Quiz issued a profit warning for the year, sending shares in the clothing retailer downwards.
The fashion company said in a trading update that sales between January 1 and March-end had witnessed a ‘significant shortfall’. This was attributed to an ‘uncertain consumer spending backdrop’.
Whilst sales were boosted by an increase in online revenue of 16.2%, Quiz noted that this was offset by an 11.1% decrease in revenue from standalone stores and concessions.
As a result, group revenue during the period fell by 1.7%, compared to the a year ago.
Consequently, Quiz said it now expects full-year profits of £4.5 million, as opposed to the £8.2 million originally anticipated.
Tarak Ramzan, Chief Executive Officer, commented:
“Whilst the Board remains confident in the strength and appeal of the QUIZ brand, as demonstrated by our continued sales growth online, this has been a highly disappointing trading period for the Group. As a result, the Board will be reviewing all aspects of the business over the coming months to ensure that we can deliver the Group’s long-term potential despite the changing consumer backdrop and challenging trading conditions.”

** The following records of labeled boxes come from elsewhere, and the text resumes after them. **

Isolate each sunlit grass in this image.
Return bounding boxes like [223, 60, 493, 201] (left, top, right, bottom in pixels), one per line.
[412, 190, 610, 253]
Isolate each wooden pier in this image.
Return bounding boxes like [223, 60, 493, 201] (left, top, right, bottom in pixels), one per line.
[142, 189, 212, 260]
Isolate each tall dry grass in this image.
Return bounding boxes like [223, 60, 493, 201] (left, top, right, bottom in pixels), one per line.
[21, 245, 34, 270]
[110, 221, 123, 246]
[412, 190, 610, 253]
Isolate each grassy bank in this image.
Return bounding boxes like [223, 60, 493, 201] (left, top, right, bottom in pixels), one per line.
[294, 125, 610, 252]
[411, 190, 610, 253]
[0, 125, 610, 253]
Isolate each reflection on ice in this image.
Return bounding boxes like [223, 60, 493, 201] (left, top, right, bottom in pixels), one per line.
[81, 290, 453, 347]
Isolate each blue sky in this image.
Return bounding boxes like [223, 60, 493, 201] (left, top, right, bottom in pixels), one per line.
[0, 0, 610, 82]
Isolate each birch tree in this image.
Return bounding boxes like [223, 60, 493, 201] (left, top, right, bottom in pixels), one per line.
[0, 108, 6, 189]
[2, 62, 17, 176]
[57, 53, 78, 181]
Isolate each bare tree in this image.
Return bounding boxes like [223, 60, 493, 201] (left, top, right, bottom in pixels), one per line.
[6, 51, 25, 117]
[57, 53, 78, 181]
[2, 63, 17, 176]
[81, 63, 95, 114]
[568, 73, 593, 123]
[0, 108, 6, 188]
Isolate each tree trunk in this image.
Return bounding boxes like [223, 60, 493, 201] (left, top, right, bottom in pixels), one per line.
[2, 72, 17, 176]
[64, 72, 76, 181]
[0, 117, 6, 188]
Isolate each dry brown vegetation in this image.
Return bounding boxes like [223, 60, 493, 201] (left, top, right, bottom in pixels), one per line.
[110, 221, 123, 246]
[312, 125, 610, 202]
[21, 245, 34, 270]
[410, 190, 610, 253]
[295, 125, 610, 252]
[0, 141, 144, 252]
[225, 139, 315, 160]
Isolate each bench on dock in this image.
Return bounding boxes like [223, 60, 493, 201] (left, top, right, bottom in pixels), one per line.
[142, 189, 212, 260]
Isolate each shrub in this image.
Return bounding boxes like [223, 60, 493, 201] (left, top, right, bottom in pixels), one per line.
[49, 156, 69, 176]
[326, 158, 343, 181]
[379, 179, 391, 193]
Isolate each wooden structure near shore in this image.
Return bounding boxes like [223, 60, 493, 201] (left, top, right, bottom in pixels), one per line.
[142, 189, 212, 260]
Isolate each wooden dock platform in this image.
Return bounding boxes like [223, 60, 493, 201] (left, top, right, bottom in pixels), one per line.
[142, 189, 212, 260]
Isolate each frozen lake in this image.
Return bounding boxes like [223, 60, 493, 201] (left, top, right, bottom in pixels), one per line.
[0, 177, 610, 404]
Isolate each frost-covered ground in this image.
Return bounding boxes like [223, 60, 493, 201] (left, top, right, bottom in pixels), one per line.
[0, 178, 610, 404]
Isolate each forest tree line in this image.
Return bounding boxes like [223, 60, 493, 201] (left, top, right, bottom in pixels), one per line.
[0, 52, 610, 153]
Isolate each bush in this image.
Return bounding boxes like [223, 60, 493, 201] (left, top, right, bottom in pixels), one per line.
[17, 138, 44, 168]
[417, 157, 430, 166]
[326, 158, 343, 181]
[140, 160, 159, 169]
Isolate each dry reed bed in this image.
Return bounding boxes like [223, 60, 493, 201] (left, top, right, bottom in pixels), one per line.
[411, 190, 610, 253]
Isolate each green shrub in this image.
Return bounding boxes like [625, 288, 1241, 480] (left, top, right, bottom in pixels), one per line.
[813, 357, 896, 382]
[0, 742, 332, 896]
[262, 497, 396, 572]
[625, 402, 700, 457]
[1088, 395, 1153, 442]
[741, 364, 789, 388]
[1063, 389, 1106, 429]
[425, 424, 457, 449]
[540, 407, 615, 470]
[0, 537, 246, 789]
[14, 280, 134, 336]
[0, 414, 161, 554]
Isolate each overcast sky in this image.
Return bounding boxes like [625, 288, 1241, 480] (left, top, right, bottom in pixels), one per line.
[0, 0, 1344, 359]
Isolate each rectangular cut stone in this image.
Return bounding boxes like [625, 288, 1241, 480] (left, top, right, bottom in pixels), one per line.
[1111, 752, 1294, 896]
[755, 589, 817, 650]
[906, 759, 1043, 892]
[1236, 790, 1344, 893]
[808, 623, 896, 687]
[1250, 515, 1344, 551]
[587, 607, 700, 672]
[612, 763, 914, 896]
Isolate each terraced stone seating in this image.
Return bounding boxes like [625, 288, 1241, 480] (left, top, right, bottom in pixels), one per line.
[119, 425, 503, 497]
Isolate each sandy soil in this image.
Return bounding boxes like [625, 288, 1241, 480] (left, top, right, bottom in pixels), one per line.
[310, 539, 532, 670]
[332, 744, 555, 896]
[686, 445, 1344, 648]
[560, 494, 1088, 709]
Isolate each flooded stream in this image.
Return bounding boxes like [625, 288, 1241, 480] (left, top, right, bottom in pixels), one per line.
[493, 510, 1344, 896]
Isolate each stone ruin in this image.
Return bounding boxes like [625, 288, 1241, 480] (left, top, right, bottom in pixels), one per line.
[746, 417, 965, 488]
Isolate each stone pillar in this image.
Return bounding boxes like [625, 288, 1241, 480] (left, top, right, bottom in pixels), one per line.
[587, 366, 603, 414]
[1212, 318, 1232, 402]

Alongside weaker sales, brands such as Quiz are also faces a backlash over the ethics of so-called fast fashion, with many questioning its sustainability.
Moreover, traditional retailers are facing increased competition from their online only rivals, with brands such as PrettyLittleThing, Boohoo and ASOS (LON: ASC) all dominating the market.
Quiz was founded back in 1993 in Scotland. It has over 250 shops across the UK, Europe and Asia.
Shares in the retailer (LON:QUIZ) are currently trading -52.96% as of 10:28AM (GMT), as the market reacts to the trading update.